The equals sign is the dividing line. No equals sign: expression. Equals sign: equation. One gets simplified, the other gets solved.

Definition

An expression is a combination of numbers, variables, and operations with no relational symbol. An equation asserts that two expressions are equal. The critical difference: expressions are evaluated or simplified; equations are solved for a variable value.

Example

Expression: $2(x + 3) - x$ simplifies to $x + 6$. Equation: $2(x + 3) - x = 10$ is solved to get $x + 6 = 10$, then $x = 4$.

Key Insight

A common error is adding an equals sign to simplify an expression, accidentally creating a false equation. Never write "$3x + 2x = 5x = 10x - 5x$." Each line of simplification should use a new line, not a chain of equals signs connecting unequal quantities.

Definition

In formal logic, an expression (or term) is a syntactic object built from variables, constants, and function symbols.
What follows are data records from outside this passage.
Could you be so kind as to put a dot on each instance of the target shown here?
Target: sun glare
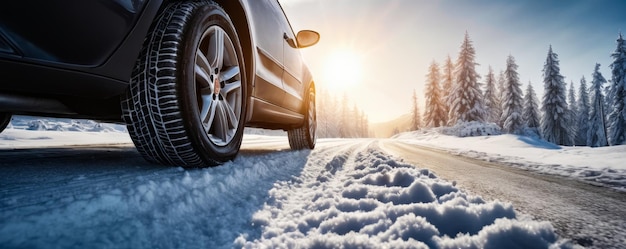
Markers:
(343, 70)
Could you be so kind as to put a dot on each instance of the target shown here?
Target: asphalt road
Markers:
(592, 216)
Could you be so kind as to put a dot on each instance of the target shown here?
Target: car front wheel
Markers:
(304, 137)
(187, 97)
(5, 119)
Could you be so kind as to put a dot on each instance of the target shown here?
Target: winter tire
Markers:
(304, 136)
(187, 97)
(5, 119)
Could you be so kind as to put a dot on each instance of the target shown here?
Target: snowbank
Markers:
(602, 165)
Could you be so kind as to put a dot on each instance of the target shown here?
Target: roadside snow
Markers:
(344, 194)
(603, 166)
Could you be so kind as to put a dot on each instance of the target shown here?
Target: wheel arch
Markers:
(236, 10)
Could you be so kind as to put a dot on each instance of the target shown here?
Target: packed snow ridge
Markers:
(370, 200)
(347, 196)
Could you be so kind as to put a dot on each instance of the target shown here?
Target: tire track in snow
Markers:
(355, 196)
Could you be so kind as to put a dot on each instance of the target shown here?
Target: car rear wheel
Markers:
(187, 97)
(304, 136)
(5, 119)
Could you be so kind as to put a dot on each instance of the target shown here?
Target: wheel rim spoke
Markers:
(221, 124)
(231, 116)
(228, 74)
(219, 86)
(202, 69)
(216, 49)
(208, 112)
(230, 87)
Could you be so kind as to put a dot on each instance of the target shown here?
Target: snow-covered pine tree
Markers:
(583, 114)
(554, 125)
(596, 136)
(344, 121)
(416, 116)
(572, 109)
(531, 110)
(467, 98)
(447, 87)
(512, 101)
(493, 107)
(501, 80)
(434, 115)
(617, 116)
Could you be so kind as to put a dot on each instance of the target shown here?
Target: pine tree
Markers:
(512, 102)
(434, 115)
(344, 121)
(531, 110)
(416, 116)
(617, 117)
(447, 87)
(572, 109)
(554, 126)
(583, 114)
(501, 81)
(492, 99)
(596, 136)
(467, 104)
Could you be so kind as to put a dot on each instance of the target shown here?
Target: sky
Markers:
(392, 42)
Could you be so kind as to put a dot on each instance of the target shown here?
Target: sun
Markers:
(343, 70)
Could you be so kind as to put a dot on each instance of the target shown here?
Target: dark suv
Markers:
(186, 77)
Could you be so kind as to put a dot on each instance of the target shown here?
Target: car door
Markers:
(267, 19)
(293, 66)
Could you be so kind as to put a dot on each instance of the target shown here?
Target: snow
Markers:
(344, 194)
(598, 165)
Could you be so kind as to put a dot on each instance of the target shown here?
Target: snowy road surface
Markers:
(343, 194)
(591, 215)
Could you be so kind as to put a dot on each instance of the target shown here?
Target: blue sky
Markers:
(396, 40)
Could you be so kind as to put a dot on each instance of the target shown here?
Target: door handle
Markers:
(289, 40)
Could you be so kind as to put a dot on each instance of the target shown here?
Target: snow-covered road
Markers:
(343, 194)
(591, 215)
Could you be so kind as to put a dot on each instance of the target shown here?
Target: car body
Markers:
(209, 68)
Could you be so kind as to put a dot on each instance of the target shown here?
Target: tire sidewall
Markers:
(5, 119)
(203, 18)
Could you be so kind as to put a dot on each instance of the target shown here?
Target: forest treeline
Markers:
(584, 115)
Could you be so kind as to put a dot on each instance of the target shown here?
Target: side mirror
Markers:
(307, 38)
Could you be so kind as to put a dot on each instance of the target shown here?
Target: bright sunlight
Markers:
(343, 70)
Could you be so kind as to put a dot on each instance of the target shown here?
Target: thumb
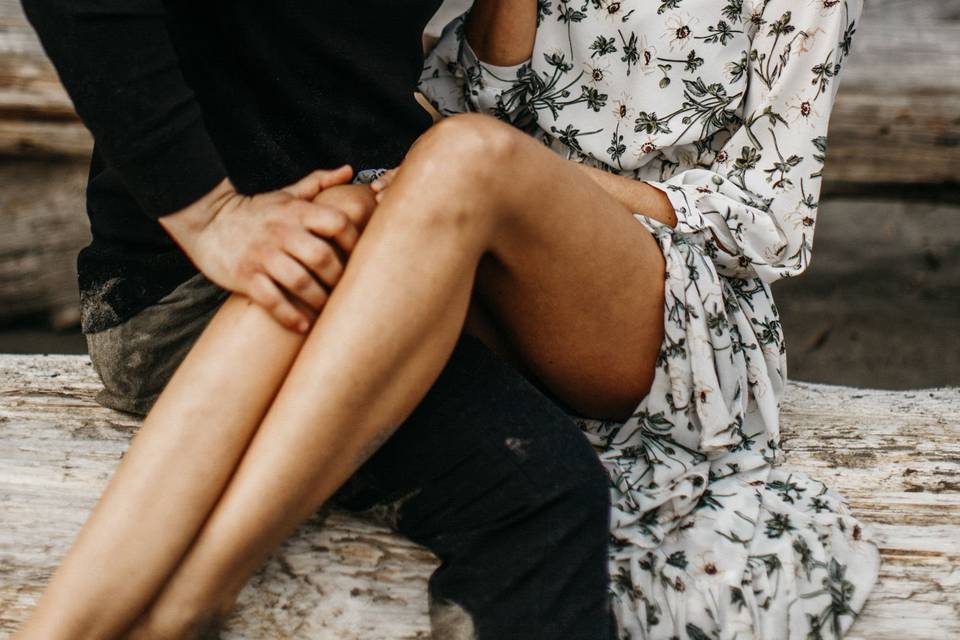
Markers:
(315, 182)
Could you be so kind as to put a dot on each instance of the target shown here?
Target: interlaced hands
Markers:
(284, 249)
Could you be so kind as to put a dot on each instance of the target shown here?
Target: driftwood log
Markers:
(894, 455)
(897, 119)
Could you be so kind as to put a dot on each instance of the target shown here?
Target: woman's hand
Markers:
(276, 248)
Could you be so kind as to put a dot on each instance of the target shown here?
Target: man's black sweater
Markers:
(182, 93)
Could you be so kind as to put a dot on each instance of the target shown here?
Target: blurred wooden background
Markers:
(894, 150)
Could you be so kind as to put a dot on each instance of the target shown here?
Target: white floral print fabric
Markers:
(722, 104)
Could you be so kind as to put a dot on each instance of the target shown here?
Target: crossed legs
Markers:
(574, 284)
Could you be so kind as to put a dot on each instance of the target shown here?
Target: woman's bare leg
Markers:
(574, 278)
(170, 477)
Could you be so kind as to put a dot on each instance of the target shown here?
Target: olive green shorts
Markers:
(137, 358)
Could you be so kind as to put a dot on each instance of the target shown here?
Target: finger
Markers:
(317, 255)
(331, 223)
(296, 280)
(383, 181)
(263, 291)
(315, 182)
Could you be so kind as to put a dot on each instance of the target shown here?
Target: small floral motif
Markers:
(723, 106)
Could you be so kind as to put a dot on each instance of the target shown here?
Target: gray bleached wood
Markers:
(896, 120)
(894, 455)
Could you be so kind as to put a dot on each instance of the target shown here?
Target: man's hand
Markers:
(277, 248)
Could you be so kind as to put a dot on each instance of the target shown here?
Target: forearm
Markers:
(502, 32)
(636, 195)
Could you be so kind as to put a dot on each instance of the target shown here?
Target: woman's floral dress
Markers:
(723, 104)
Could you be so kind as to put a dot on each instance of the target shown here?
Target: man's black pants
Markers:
(487, 473)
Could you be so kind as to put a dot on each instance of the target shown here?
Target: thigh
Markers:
(576, 285)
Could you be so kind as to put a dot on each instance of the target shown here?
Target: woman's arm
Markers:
(502, 32)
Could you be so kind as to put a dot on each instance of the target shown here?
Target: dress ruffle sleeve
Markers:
(455, 80)
(759, 199)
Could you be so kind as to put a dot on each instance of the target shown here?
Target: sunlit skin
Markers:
(480, 229)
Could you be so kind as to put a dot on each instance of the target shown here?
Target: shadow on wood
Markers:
(894, 455)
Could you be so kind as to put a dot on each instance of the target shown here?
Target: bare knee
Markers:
(456, 175)
(471, 142)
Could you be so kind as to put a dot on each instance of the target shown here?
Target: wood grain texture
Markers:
(896, 121)
(44, 226)
(894, 455)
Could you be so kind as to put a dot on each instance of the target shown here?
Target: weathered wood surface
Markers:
(44, 225)
(897, 119)
(895, 455)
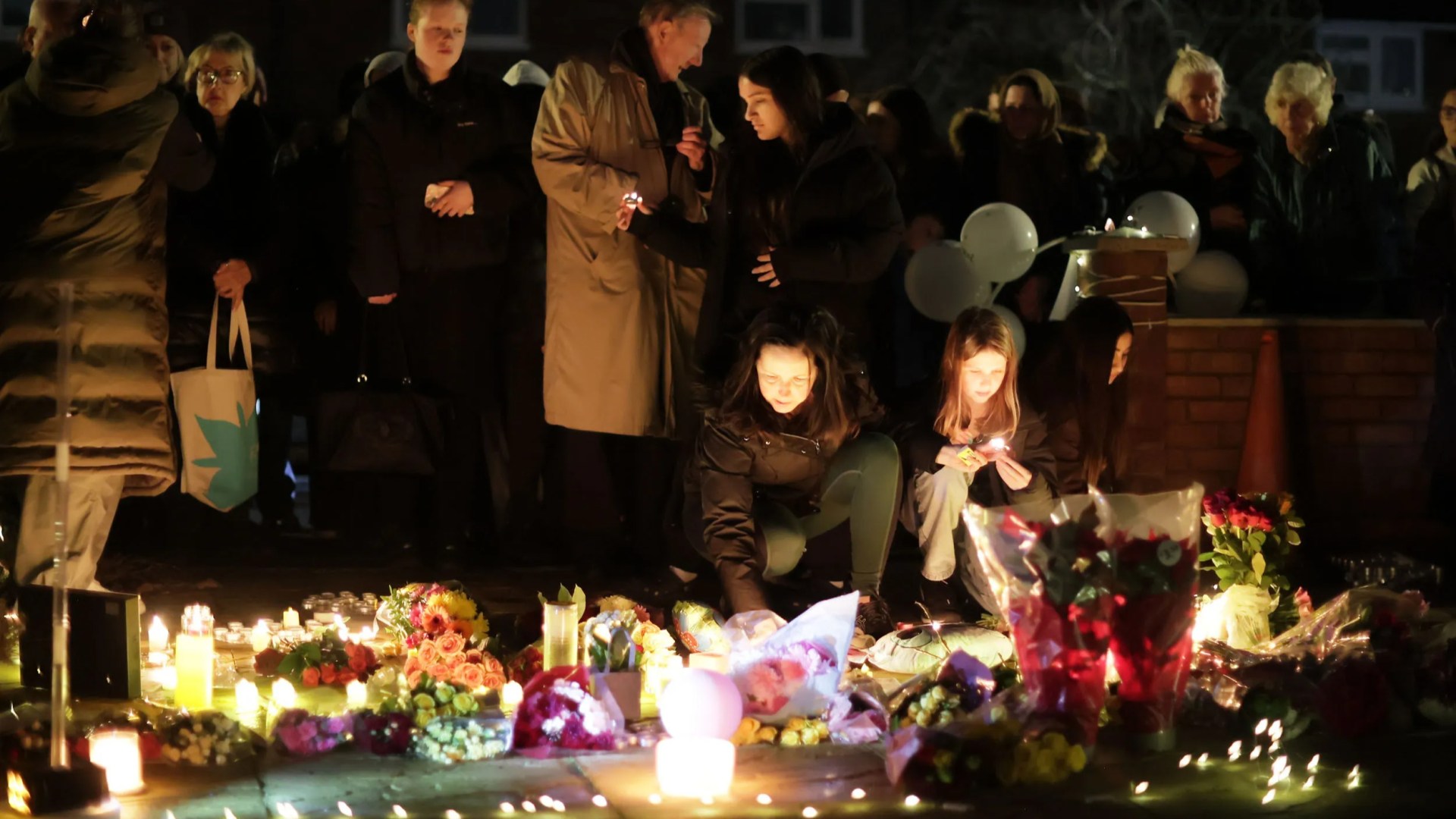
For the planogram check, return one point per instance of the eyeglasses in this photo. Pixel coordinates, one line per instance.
(228, 76)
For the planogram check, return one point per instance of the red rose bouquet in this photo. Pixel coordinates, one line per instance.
(557, 711)
(1053, 582)
(325, 661)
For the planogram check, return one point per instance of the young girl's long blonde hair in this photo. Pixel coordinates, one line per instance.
(974, 331)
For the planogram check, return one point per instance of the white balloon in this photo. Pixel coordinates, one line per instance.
(1001, 241)
(1068, 297)
(701, 703)
(1018, 333)
(1213, 286)
(941, 283)
(1165, 213)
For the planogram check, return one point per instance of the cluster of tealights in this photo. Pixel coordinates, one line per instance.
(1280, 768)
(347, 604)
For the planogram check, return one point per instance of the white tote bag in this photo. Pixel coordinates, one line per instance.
(218, 422)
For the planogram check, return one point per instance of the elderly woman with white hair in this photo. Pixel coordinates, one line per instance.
(1324, 226)
(1199, 155)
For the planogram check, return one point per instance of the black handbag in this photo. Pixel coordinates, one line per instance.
(379, 428)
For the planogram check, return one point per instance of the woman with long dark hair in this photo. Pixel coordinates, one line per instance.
(977, 444)
(802, 209)
(783, 458)
(1082, 395)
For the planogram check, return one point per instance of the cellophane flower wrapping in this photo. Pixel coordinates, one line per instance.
(1155, 541)
(794, 670)
(1085, 575)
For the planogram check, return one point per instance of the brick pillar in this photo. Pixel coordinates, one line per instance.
(1134, 271)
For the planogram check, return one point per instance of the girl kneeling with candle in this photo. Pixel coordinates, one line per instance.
(976, 445)
(783, 460)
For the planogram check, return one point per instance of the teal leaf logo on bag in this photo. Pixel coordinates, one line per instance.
(235, 453)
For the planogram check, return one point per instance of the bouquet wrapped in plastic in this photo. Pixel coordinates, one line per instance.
(1090, 573)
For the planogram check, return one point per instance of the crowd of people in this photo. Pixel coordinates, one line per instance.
(670, 330)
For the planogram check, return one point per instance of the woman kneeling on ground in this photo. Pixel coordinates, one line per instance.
(979, 445)
(783, 460)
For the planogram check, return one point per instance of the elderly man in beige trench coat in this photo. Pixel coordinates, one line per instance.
(619, 318)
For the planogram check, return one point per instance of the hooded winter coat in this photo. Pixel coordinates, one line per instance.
(1207, 165)
(620, 319)
(840, 229)
(88, 146)
(1324, 235)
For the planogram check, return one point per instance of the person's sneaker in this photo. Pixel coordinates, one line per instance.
(940, 601)
(874, 617)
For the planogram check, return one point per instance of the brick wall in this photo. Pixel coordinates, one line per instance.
(1357, 398)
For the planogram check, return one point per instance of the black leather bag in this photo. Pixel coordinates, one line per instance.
(379, 428)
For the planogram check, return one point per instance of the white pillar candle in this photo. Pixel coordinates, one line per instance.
(118, 752)
(284, 694)
(246, 698)
(262, 639)
(359, 694)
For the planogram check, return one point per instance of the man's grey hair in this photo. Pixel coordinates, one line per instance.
(657, 11)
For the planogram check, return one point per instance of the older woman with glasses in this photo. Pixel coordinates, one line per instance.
(221, 245)
(1324, 226)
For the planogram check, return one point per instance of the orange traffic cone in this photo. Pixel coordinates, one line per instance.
(1264, 465)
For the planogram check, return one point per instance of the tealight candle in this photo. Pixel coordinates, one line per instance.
(284, 694)
(118, 752)
(262, 639)
(511, 695)
(357, 694)
(194, 659)
(245, 697)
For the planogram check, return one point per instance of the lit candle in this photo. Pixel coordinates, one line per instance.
(245, 697)
(158, 640)
(708, 661)
(560, 635)
(261, 637)
(511, 695)
(118, 752)
(194, 659)
(359, 694)
(284, 694)
(695, 767)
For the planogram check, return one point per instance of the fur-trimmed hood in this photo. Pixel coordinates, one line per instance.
(973, 130)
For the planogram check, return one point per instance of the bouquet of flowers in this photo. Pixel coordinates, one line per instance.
(463, 741)
(325, 661)
(449, 659)
(431, 610)
(383, 735)
(428, 700)
(204, 739)
(300, 733)
(1053, 582)
(1253, 537)
(557, 711)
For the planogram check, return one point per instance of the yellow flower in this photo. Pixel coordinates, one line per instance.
(1076, 760)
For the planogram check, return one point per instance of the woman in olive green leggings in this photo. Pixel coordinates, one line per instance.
(783, 460)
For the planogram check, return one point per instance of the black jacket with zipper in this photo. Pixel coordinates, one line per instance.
(408, 134)
(842, 222)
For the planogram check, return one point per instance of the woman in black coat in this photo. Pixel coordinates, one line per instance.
(438, 162)
(221, 242)
(1199, 155)
(805, 210)
(1079, 390)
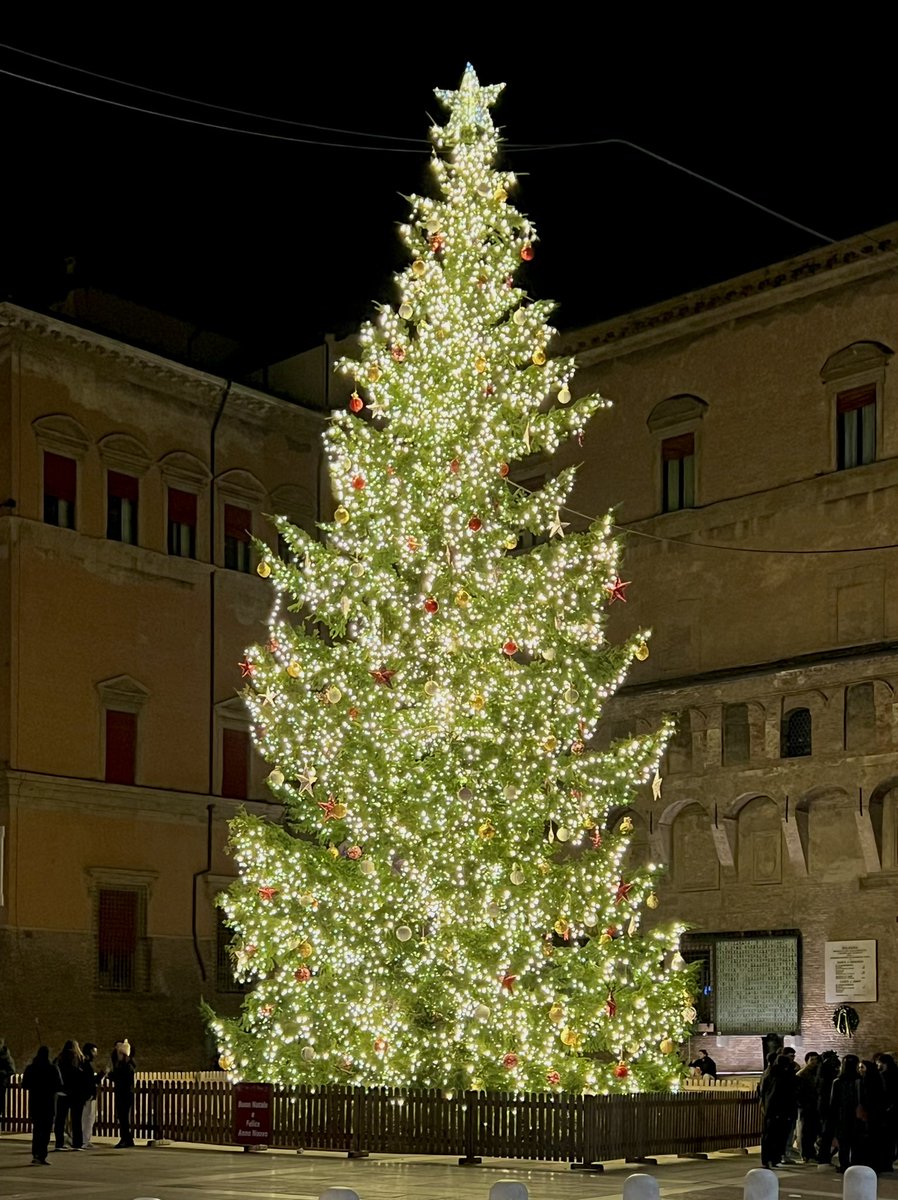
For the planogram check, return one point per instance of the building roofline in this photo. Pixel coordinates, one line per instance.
(861, 257)
(28, 321)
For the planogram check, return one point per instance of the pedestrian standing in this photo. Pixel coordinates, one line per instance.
(123, 1078)
(91, 1079)
(71, 1101)
(43, 1084)
(843, 1110)
(7, 1069)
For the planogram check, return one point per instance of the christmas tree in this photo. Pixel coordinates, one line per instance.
(444, 904)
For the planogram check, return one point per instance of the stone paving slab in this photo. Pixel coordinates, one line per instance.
(193, 1173)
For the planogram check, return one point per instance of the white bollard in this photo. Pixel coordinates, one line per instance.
(858, 1183)
(508, 1189)
(640, 1187)
(760, 1185)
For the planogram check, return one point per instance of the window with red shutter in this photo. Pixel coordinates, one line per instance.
(120, 747)
(60, 486)
(234, 763)
(238, 523)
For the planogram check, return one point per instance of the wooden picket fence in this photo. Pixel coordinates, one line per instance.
(552, 1127)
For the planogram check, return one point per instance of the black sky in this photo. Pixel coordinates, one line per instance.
(276, 243)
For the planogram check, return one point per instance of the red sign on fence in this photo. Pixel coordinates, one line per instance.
(252, 1114)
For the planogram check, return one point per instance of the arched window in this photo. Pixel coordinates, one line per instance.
(737, 735)
(795, 739)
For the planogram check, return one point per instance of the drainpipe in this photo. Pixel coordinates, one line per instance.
(197, 875)
(210, 749)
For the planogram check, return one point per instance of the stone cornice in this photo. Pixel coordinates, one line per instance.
(863, 257)
(256, 406)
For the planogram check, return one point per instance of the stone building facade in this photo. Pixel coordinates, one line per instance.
(129, 489)
(750, 459)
An equation is a formula $P = Q$ asserting equality between two terms and has a truth value relative to an interpretation. Expressions are interpreted (mapped to values), while equations are verified (proven true or false). This distinction is foundational to universal algebra and model theory.

Example

In universal algebra, a term $t(x_1, \ldots, x_n)$ is an expression. An identity is an equation $t_1 = t_2$ satisfied by all elements of an algebraic structure. For example, commutativity $x + y = y + x$ is an identity (equation) true in all abelian groups.

Key Insight

The study of which equations (identities) hold in an algebraic structure is the subject of equational logic and Birkhoff's theorem: a class of algebras is definable by a set of identities (equations) if and only if it is closed under homomorphic images, subalgebras, and direct products.